Coming from a very humble rural family, and still a child, he had to move to Barcelona. There he first was a laborer in a demolition site for the walls of Barcelona. When he was 18 he accepted a job as a paper delivery boy. He was fascinated with the book trade, and learned as much as he could about it. In 1860, he risked his modest savings to establish a small subscription center, the precursor of the Espasa-Calpe publishing house. In this period (1860–77), under the trade name Espasa Hermanos (Espasa Brothers), published the Diccionari de la llengua catalana (Dictionary of the Catalan Language) by Laberinia.
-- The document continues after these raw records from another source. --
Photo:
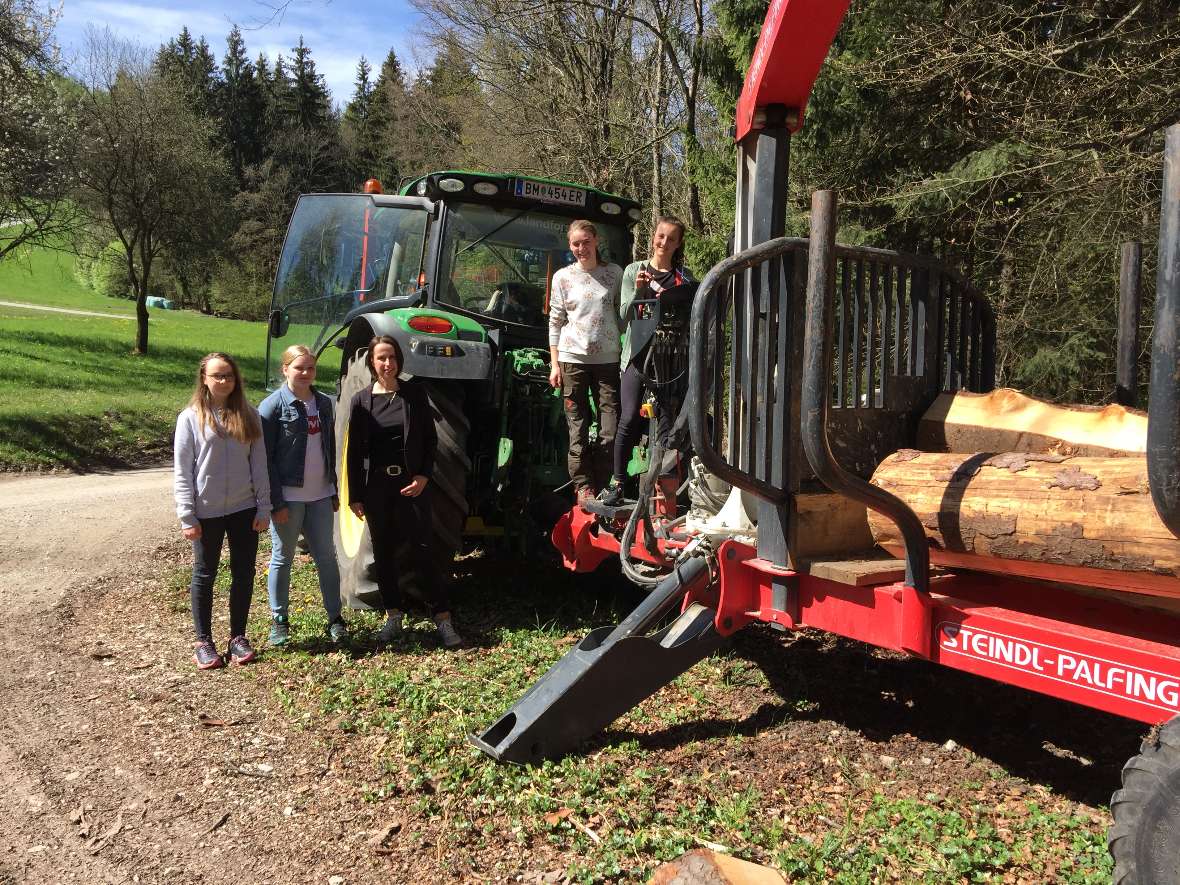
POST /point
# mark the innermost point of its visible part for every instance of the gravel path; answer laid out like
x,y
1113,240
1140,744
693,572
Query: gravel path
x,y
118,761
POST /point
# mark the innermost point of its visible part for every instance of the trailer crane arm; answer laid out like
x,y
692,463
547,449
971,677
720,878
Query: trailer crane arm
x,y
791,50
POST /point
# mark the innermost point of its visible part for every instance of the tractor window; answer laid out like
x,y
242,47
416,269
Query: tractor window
x,y
342,250
499,262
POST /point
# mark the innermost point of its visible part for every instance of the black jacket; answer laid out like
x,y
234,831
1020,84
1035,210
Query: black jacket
x,y
420,439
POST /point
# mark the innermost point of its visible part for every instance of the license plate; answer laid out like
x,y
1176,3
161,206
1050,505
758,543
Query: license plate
x,y
548,192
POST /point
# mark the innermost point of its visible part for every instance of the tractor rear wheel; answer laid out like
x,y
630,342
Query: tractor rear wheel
x,y
448,506
1145,838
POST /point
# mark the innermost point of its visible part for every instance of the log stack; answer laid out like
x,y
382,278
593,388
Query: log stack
x,y
1067,499
1005,420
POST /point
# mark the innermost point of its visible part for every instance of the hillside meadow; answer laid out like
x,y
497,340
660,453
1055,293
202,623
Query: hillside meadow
x,y
73,395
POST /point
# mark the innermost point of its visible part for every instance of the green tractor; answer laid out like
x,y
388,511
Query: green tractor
x,y
458,269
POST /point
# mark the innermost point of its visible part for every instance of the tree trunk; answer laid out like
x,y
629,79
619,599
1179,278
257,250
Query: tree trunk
x,y
1007,420
141,319
1070,519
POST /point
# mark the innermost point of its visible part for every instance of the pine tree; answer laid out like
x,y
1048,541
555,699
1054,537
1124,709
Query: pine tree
x,y
355,130
241,106
310,105
191,65
388,120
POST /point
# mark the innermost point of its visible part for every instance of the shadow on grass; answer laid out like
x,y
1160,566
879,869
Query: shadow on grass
x,y
1074,751
164,365
499,592
85,443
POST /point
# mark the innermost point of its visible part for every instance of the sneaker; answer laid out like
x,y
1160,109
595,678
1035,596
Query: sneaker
x,y
450,636
280,630
204,655
613,495
393,628
338,631
240,650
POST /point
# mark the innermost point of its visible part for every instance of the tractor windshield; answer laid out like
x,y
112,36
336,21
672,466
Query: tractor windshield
x,y
342,250
499,262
In 1875, the Poesias catalanas (Catalan Poems) by Federico Soler, were published, and became the most notable Catalan poetry publication of the era. Mr. Espasa went on to hire the most popular writers of the day. In 1881, he reached an agreement with his brother-in-law, Manuel Salvat to form a new company, Espasa y Compañía (Espasa and Company; 1881–97). In 1886, they left their spacious location on Aribau Street to a much larger building on Cortes Street. In 1897, Salvat left the venture, which until 1908, operated under the name “José Espasa” and then until the death of Senior Espasa as “Espasa é Hijos” (Espasa and Sons). Espasa's dream of "a Great (Spanish) Encyclopedia" took shape in 1905, first with the publication of weekly instalments, and, from 1908 onwards, in volumes. The magnitude of this enterprise eventually overwhelmed the publishing house and in 1925 they associated with Calpe; the head offices were moved to Madrid, and the direction of the company was given to José Ortega y Gasset.

Espasa's legacy lives on today as the Espasa-Calpe publishing house—a major publisher of Spanish reference books.